Put #include "malloc_wrap.h" in any file that uses *alloc or strdup. This
is also in a #ifdef USE_MALLOC_WRAPPERS ... #endif block to make using the
wrappers optional. Add -DUSE_MALLOC_WRAPPERS into the makefile so they
should normally get added.
This is an improvement on the previous method as we now don't need to
worry about stray function calls that were not changed to the wrapped version
and the code will still work even if the wrapping is disabled.
Other possible methods of doing this are using malloc_hook (glibc-specific),
adding -include malloc_wrap.h to the gcc command-line (somewhat
gcc-specific) or making our own malloc function and using dlopen (scary).

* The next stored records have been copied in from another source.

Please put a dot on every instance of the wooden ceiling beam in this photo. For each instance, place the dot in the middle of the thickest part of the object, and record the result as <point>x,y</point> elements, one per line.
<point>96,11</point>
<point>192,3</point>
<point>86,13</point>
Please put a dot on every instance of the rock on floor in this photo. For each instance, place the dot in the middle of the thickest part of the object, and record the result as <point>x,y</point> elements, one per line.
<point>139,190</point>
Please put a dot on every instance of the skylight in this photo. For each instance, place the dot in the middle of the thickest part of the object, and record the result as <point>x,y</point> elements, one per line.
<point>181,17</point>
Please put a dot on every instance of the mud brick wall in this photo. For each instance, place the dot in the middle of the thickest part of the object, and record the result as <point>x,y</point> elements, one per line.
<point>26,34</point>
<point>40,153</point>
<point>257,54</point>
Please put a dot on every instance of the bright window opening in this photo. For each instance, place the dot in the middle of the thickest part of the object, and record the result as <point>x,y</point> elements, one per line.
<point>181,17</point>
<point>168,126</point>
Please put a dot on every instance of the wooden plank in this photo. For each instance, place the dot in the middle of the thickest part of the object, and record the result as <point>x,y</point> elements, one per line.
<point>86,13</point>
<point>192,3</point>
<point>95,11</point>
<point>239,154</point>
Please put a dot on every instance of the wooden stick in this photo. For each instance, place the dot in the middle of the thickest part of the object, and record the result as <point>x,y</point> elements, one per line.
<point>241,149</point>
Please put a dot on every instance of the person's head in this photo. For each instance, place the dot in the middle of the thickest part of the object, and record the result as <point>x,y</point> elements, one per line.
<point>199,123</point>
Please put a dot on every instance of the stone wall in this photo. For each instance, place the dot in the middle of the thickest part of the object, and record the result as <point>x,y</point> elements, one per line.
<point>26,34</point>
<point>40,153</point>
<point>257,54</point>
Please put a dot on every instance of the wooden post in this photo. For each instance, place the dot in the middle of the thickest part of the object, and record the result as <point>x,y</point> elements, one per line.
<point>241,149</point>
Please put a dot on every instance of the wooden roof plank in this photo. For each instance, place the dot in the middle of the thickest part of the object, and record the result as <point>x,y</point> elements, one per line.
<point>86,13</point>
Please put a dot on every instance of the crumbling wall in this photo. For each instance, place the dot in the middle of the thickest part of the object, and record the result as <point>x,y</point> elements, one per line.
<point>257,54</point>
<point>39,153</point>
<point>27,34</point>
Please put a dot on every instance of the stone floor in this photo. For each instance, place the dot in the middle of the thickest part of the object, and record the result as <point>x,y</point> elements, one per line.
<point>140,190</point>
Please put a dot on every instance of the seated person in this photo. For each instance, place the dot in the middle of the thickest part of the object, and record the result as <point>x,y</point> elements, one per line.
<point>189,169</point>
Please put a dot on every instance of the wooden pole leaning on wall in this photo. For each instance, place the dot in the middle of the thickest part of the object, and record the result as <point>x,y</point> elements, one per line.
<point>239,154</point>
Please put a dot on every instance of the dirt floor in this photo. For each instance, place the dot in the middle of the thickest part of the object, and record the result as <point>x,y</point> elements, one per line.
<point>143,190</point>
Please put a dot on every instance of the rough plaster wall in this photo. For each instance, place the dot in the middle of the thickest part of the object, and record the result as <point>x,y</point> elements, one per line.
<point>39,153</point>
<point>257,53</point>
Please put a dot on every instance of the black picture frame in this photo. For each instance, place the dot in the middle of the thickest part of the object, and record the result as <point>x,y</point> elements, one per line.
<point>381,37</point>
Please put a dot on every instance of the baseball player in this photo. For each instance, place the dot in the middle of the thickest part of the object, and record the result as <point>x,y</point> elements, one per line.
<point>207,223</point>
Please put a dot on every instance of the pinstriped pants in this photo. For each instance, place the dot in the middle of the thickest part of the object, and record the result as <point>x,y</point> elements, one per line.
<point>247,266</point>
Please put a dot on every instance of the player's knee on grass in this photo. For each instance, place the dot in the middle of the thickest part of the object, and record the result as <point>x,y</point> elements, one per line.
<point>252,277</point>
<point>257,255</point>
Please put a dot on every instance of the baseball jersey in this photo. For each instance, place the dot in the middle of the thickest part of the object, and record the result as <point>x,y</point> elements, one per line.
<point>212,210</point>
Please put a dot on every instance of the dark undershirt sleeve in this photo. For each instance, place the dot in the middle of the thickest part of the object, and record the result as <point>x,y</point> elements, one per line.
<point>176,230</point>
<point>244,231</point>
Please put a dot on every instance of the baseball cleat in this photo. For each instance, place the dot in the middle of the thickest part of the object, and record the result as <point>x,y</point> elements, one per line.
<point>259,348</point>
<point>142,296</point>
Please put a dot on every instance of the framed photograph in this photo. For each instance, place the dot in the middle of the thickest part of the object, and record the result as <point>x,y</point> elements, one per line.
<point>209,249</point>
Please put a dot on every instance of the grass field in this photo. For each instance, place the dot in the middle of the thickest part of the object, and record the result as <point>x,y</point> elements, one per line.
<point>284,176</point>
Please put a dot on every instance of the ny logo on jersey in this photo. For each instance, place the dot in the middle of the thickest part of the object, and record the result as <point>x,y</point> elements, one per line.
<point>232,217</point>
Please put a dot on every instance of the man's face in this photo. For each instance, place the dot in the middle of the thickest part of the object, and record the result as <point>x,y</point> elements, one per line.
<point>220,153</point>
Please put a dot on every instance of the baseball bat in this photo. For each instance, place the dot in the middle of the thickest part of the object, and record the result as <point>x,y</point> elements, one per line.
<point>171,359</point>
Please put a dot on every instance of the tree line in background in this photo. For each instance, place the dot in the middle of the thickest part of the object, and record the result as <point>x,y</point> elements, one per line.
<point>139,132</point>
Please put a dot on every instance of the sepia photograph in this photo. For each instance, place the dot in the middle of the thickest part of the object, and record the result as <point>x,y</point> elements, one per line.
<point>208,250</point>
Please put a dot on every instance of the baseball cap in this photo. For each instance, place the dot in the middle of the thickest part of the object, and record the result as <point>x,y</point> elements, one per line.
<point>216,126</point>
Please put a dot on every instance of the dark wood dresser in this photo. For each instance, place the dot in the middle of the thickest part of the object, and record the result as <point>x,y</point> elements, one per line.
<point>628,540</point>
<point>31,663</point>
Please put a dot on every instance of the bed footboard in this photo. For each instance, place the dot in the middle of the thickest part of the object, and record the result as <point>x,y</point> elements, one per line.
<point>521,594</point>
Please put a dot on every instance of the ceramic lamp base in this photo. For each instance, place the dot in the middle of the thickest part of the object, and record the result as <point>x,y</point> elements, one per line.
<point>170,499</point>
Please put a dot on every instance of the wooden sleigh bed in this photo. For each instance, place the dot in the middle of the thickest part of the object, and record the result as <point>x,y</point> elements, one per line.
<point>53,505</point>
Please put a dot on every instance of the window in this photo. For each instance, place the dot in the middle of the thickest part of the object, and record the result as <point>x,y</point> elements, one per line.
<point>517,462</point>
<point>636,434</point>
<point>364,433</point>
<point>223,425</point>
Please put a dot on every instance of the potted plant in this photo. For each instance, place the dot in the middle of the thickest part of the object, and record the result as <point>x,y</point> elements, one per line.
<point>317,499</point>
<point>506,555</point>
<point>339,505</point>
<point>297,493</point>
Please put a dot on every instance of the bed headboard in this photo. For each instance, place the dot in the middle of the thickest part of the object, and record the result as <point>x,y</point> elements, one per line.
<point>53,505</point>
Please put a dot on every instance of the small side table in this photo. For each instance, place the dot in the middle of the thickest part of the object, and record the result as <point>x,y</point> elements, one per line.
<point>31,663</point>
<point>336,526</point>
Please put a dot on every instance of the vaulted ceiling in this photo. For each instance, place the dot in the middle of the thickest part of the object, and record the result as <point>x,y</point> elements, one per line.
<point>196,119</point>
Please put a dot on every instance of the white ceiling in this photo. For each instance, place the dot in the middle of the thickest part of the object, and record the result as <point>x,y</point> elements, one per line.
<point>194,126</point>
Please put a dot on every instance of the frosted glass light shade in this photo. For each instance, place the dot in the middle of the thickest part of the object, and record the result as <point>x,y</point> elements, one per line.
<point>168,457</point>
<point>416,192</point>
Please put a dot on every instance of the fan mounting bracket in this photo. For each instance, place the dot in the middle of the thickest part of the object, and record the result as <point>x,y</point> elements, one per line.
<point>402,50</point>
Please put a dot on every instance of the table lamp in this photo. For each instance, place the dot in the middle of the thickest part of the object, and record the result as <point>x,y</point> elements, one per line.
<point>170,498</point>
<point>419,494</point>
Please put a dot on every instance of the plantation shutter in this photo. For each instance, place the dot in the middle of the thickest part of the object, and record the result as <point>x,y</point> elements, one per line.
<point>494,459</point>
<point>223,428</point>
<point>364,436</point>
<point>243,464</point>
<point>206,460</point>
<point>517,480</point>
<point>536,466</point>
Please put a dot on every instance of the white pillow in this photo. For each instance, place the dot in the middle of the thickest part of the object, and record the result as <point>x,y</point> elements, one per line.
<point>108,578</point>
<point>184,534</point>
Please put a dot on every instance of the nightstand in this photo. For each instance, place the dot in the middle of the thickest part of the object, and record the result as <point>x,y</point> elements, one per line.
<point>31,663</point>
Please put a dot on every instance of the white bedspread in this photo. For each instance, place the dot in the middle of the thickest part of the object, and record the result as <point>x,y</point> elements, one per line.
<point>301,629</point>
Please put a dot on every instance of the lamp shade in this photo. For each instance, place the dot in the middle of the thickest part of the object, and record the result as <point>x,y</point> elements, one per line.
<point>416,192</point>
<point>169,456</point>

This way is probably the most portable.
Added a new utils.c wrapper err_gzclose and changed gzclose calls to use it.
Put in some more err_fflush calls before files being written are closed.
Made err_fflush call fsync. This is useful for remote filesystems where
errors may not be reported on fflush or fclose as problems at the server
end may only be detected after they have returned. If bwa is being used
only to write to local filesystems, calling fsync is not really necessary.
To disable it, comment out #define FSYNC_ON_FLUSH in utils.c.